Colette had everything to live for: a dearly beloved family, a host of true friends and a very promising future in her profession as a Good Samaritan pouring compassion into people’s stubborn wounds. But like the marine son in Iraq her life was cut short at an early age of 54 years .

 

All of us who knew and loved this great lady are grief stricken, and in grief’s early stage of anger we cry out, “You who sit up there Scot-free of all suffering! Where were you, and what were you doing when Colette’s life was cut short on the battlefield of cancer?” And now, after the Incarnation, the Lord God can answer back at us and say, “Dear grieving friends of Colette, I was doing just what you are doing now: weeping. For I, too, have someone whom I love very much--an only-begotten Son. He, too, went about healing people’s wounds but for only three short years when suddenly his life, too, was cut short at the very early age of 33. For His life and Colette’s life and all your lives are not according to your schedule but mine, and for that you will have to forgive Me!”

 

Conclusion

The God who weeps

The cross and crucifix are our most cherished religious symbols.

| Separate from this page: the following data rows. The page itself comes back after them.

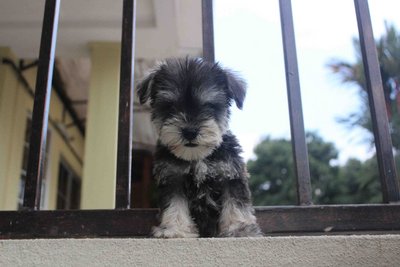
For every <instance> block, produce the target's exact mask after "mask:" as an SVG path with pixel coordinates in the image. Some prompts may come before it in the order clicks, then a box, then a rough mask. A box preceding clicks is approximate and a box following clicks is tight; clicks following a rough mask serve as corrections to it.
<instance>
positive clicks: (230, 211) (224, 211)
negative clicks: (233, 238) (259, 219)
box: [219, 179, 262, 237]
mask: <svg viewBox="0 0 400 267" xmlns="http://www.w3.org/2000/svg"><path fill="white" fill-rule="evenodd" d="M219 229H220V236H225V237H257V236H262V232H261V230H260V227H259V226H258V224H257V222H256V217H255V216H254V209H253V207H252V205H251V200H250V191H249V189H248V186H247V183H246V181H243V180H239V179H238V180H231V181H229V186H228V188H227V189H226V191H225V192H224V196H223V203H222V211H221V216H220V221H219Z"/></svg>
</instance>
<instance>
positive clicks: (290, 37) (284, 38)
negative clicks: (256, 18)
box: [279, 0, 312, 205]
mask: <svg viewBox="0 0 400 267" xmlns="http://www.w3.org/2000/svg"><path fill="white" fill-rule="evenodd" d="M279 8H280V15H281V28H282V40H283V50H284V57H285V72H286V86H287V93H288V102H289V114H290V129H291V135H292V149H293V160H294V167H295V171H296V179H297V199H298V203H299V204H300V205H310V204H312V194H311V182H310V170H309V164H308V153H307V144H306V138H305V132H304V122H303V109H302V104H301V93H300V81H299V71H298V67H297V54H296V42H295V36H294V27H293V15H292V6H291V1H290V0H280V1H279Z"/></svg>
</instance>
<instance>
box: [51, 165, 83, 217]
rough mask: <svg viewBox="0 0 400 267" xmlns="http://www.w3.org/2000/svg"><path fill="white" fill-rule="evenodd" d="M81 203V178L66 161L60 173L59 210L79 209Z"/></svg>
mask: <svg viewBox="0 0 400 267" xmlns="http://www.w3.org/2000/svg"><path fill="white" fill-rule="evenodd" d="M80 202H81V178H79V177H78V176H77V175H76V174H75V172H74V171H73V170H72V168H71V167H69V166H68V164H67V163H66V162H65V161H63V160H62V161H61V162H60V167H59V171H58V190H57V209H60V210H69V209H79V207H80Z"/></svg>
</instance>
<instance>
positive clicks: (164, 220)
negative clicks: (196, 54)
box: [137, 58, 262, 238]
mask: <svg viewBox="0 0 400 267" xmlns="http://www.w3.org/2000/svg"><path fill="white" fill-rule="evenodd" d="M137 89H138V96H139V100H140V103H141V104H144V103H145V102H147V101H148V100H150V106H151V110H152V120H153V123H154V125H155V127H156V129H157V131H158V134H159V141H158V145H157V150H156V154H155V163H154V175H155V178H156V180H157V183H158V189H159V193H160V208H161V224H160V225H159V226H158V227H154V228H153V235H154V236H155V237H163V238H173V237H198V236H201V237H214V236H235V237H243V236H261V235H262V234H261V231H260V228H259V226H258V225H257V222H256V217H255V216H254V210H253V207H252V204H251V196H250V191H249V186H248V178H249V175H248V173H247V170H246V166H245V164H244V162H243V160H242V158H241V157H240V156H239V154H240V152H241V147H240V146H239V144H238V141H237V140H236V137H235V136H234V135H233V134H232V133H231V132H230V131H229V129H228V121H229V115H230V112H229V107H230V105H231V102H233V101H234V102H236V105H237V107H238V108H239V109H241V108H242V105H243V100H244V97H245V83H244V82H243V81H242V80H241V79H239V78H238V77H236V76H235V75H234V74H233V73H231V72H230V71H228V70H224V69H222V68H221V67H220V66H219V65H218V64H213V63H209V62H206V61H203V60H201V59H189V58H186V59H170V60H167V61H165V62H164V63H163V64H161V65H159V66H158V67H157V68H156V69H155V70H154V71H153V72H152V73H150V74H149V75H148V76H147V77H146V78H145V79H144V80H143V81H142V82H141V83H140V84H139V85H138V88H137Z"/></svg>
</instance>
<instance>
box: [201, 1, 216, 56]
mask: <svg viewBox="0 0 400 267" xmlns="http://www.w3.org/2000/svg"><path fill="white" fill-rule="evenodd" d="M201 10H202V16H201V17H202V25H203V28H202V29H203V58H204V59H205V60H207V61H210V62H214V61H215V52H214V22H213V1H212V0H202V1H201Z"/></svg>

The cross is lifted aloft to city skylines by the strong arms of church steeples.  Crosses dotted the cemetery where we laid Colette’s remains to rest.  At Sunday Mass the crucifix held on high marches through the parish church filled with a sea of the faithful wearied  by the crosses of  the past week. At the coronation of kings and burial of popes the crucifix held on high solemnly processes down long cathedral aisles. The crucifix hangs indiscriminately from the necks of popes and prostitutes, paupers and princes. And what the cross and the crucifix announce is the good news (the Christian Gospel) that the Christian’s God is

 

a Father who doesn’t make His children suffer and weep

but He Himself suffers and weeps

not only because of the sufferings of his children

but also because of a suffering of his very own,

for He has a beloved Son who was crucified,

who  died and was buried.

 



[1] Diaspora is a Greek word meaning dispersion. Originally it referred to the settling of scattered colonies of Jews outside Palestine after the Babylonian exile. It’s now come to mean the migration or scattering of a people away from an established or ancestral homeland or parish!

[2] By  the “the unchurched” is especially meant  not those who have left the church but those whom the church has left!